Matina Michelle Davis, who recently lost her bid to be elected mayor of Lawton, also lost her free legal representation from the Oklahoma Indigent Defense System on a criminal charge of slander.
Amended information filed June 20 in Comanche County District Court by District Attorney Kyle Cabelka alleges that on Oct. 23 last year, Davis “willfully, knowingly, or maliciously” posted on a social media account “a false rumor or report of a slanderous or harmful nature or detrimental to the character of Alan Rosenbaum,” Lawton’s city prosecutor who earned his juris doctorate from the Oklahoma City University law school, “by stating on the social media account” that Rosenbaum “had been indicted by a grand jury, which was false.”
A trial in the misdemeanor slander case initially was scheduled for June 26, but Special District Judge Christine Galbraith continued the criminal case to the trial court docket set to start on Oct. 2 after the Oklahoma Indigent Defense System petitioned the court to withdraw from Davis’s legal representation.

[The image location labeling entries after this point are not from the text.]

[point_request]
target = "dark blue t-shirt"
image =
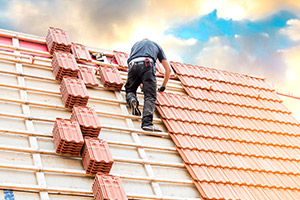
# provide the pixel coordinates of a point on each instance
(147, 48)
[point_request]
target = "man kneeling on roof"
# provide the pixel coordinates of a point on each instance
(142, 69)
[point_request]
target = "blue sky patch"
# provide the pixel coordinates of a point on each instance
(211, 25)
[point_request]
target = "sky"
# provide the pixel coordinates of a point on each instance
(254, 37)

Davis “is not indigent … based on monthly income,” OIDS pointed out in documents filed in May and June. In an “affidavit regarding ability to pay” that she filed in Lawton’s district court, Davis wrote that she receives $3,800 per month in veteran’s disability benefits and her husband is employed and receives $2,500 every other week.

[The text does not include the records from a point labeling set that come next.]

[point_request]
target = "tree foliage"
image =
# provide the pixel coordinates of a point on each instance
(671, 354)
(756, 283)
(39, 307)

Davis claimed in an Aug. 1 letter that her public defender, Ashley Nuckolls of the OIDS satellite office in Lawton, was instructed by her supervisor “not to meet with me until after a motion to withdraw is determined.”
However, in a June 23 letter Davis was informed by Nuckolls that her supervisor “is under the impression from your previous communications that you were not happy with my representation in your previous case…” Davis filed a complaint with the Lawton Police Department in January 2023 that accused former Ward 7 Councilwoman Onreka Johnson of harassment and intimidation. But on May 8 this year a Comanche County District Court jury convicted Davis on a misdemeanor charge of false reporting of a crime.

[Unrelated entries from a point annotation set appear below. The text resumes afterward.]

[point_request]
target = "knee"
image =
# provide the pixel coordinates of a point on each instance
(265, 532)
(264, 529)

Judge Galbraith set punishment at a $250 fine; $83 in court costs; a $30 District Attorneys Council prosecution assessment for a misdemeanor; a $10 sheriff’s service fee for courthouse security; $500 for a court-appointed attorney; a court clerk administrative fee of $84.60; a district court administrative fee of $126.90; and $700 in fees for six jurors and an alternate over a two-day period. The judge ordered Davis to pay her debt at the rate of $50 per month.
Galbraith on Sept. 4 granted OIDS’ motion to withdraw and approved Davis’ “pro se” request to represent herself in court on the slander charge. The judge scheduled a status review hearing for Nov. 6 and passed the case to the district court trial docket on Jan. 22, 2025.
Meanwhile, Davis appealed her conviction for falsely reporting a crime, and on May 23 Scott Braden of Norman’s OIDS office was assigned to represent her.
Braden on July 12 asked the Oklahoma Court of Criminal Appeals to “reverse or favorably modify” the trial court’s judgment and sentence. That appeal was still pending last Friday.
Davis, 51, uses three last names. In district court she is charged as Matina Davis, but on Facebook she identifies herself as Matina Davis-Abney. And in the “ability to pay” affidavit and in a letter to OIDS she signed her name Matina Davis Prudhomme.
Davis was one of four candidates opposing Stan Booker in his bid for a third term as Mayor of Lawton. In the Aug. 27 election she placed last.